Death with dignity on the other hand is something I do envision for myself, I wish more states had laws that support this like Oregon.
Hey to all the baby boomers with parents going through this--I'm with you.
magical thyme
(14,881 posts)I had to awaken an elderly women in dementia at 2am for a timed draw. She didn't know who she was, where she was, who we were. Her nurse patiently explained over and over where she was, how she got there, that no, we were not going to operate on her.
The poor woman was terrified. She lives in constant confusion and terror, vulnerable, naked in a strange nightdress, in a strange bed, imprisoned, surrounded by strangers doing terrible things to her.
Thank dawg for the nurse finally accepting that she was refusing the draw.
Most of the patients at my hospital come from the surrounding assisted living, nursing homes and alzheimer's center that make up our "campus." What we do to dying people, in the name of "healthcare" is an abomination.
The author is right in that it steals from all of our lives. The money spent torturing these people until their bodies finally die is a beyond a waste.

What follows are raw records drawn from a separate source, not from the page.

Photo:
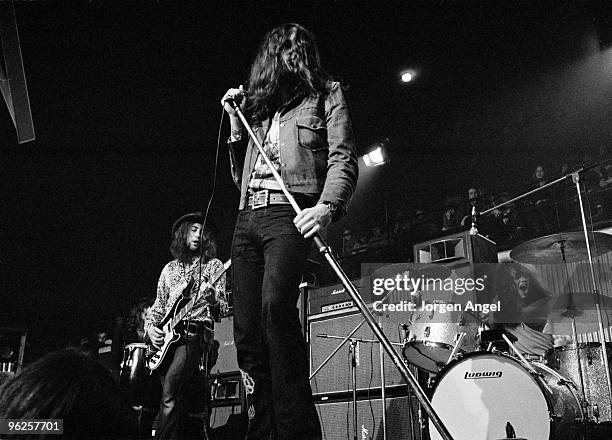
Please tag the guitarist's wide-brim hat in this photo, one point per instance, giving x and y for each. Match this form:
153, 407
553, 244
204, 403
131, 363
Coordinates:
192, 217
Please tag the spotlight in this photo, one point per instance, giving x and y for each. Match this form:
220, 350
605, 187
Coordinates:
374, 158
406, 77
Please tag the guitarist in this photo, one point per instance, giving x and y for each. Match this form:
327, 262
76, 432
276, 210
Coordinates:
194, 252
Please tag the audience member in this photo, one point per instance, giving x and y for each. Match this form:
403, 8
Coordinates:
72, 386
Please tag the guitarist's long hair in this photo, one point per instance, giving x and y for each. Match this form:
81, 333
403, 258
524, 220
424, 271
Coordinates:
271, 84
180, 250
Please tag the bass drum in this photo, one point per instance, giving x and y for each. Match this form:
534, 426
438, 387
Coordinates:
141, 388
490, 396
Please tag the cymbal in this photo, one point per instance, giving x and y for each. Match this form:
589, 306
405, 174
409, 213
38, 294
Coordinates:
551, 248
414, 270
583, 310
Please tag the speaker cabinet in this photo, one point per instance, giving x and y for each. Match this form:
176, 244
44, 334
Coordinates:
456, 249
335, 377
337, 419
224, 334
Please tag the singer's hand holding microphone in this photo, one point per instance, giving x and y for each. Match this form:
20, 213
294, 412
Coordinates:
237, 95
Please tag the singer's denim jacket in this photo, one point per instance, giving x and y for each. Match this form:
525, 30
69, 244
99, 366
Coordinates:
317, 149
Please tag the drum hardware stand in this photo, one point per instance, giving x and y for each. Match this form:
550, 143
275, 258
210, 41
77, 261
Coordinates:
575, 177
352, 349
456, 347
597, 297
325, 250
524, 361
383, 382
571, 312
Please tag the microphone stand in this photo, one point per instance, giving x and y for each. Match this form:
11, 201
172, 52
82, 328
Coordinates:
325, 250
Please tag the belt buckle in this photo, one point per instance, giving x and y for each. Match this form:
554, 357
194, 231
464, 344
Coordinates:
261, 199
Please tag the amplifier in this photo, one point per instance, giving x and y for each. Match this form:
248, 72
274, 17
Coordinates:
224, 334
335, 377
456, 248
337, 419
334, 298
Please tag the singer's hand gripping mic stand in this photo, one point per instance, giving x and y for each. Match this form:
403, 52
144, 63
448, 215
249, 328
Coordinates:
350, 288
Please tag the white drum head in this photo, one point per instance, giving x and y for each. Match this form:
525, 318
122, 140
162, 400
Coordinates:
478, 397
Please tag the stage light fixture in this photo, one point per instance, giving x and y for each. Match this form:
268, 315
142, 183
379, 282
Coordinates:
406, 77
374, 158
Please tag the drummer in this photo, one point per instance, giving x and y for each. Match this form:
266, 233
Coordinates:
524, 308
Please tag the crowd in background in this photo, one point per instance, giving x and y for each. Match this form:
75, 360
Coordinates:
548, 211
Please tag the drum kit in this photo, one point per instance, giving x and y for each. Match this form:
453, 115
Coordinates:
481, 392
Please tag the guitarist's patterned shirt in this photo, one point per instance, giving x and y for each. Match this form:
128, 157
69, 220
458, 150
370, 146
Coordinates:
174, 278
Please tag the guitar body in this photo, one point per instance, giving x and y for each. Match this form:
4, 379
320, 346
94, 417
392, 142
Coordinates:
156, 356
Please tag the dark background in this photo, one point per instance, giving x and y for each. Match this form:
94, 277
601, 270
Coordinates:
125, 101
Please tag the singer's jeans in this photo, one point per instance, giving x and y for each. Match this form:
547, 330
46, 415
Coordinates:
268, 255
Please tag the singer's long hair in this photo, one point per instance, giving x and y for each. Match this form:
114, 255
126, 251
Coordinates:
271, 84
180, 250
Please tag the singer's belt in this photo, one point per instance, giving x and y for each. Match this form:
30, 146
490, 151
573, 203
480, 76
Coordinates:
265, 197
196, 327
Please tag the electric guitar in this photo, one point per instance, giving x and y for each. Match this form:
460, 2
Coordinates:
184, 303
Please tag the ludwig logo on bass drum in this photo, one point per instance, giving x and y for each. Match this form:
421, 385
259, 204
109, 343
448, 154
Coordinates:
483, 374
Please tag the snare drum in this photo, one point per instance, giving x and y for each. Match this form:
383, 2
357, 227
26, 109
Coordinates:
434, 334
565, 361
491, 396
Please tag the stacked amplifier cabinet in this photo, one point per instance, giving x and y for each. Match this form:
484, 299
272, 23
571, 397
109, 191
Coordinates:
336, 418
464, 256
331, 317
225, 384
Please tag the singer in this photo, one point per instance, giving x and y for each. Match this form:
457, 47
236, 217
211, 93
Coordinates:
302, 119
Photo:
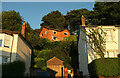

My anatomy professor walked into our first day and announced that she's 63 and getting old. She's lived a rich, full life. "If I go down, please go get a cup of coffee or something. Step over my body," she said. "I do not want some young intern breaking all my ribs pounding on my chest. Just step over my body and go get a cup of coffee. Whatever you do, do not call 911."
My co-workers and I quietly talk about it. We do NOT want to go into nursing homes EVER.
One co-worker recently had to put her parents into a nursing home. Her mother has alzheimers and was thrown out within 2 weeks when she started becoming violent and tried to shove a patient with a walker down a flight of stairs. Also took a swing at a nurse. Now she's an hour away in an alzheimers facility that charges $15K/month. Her father's room at the nursing home is $5K/month. She is beside herself with what to do. The choice with her mother seems to be one drug that pacifies her, but leaves her starving herself, or the other drug that she eats well and becomes violent on.
Personally, I have locked up a stash of pain killers that are my ticket out of here when the time comes. Hopefully I'll know the right time to take them, and before it's too late. As my horse friends say, better a week too early than a day too late.
I cannot imagine being trapped in the nightmare that the patients are in. Terrified or enraged, helpless, surrounded by strangers, seems to be the usual mental state. Oh. joy.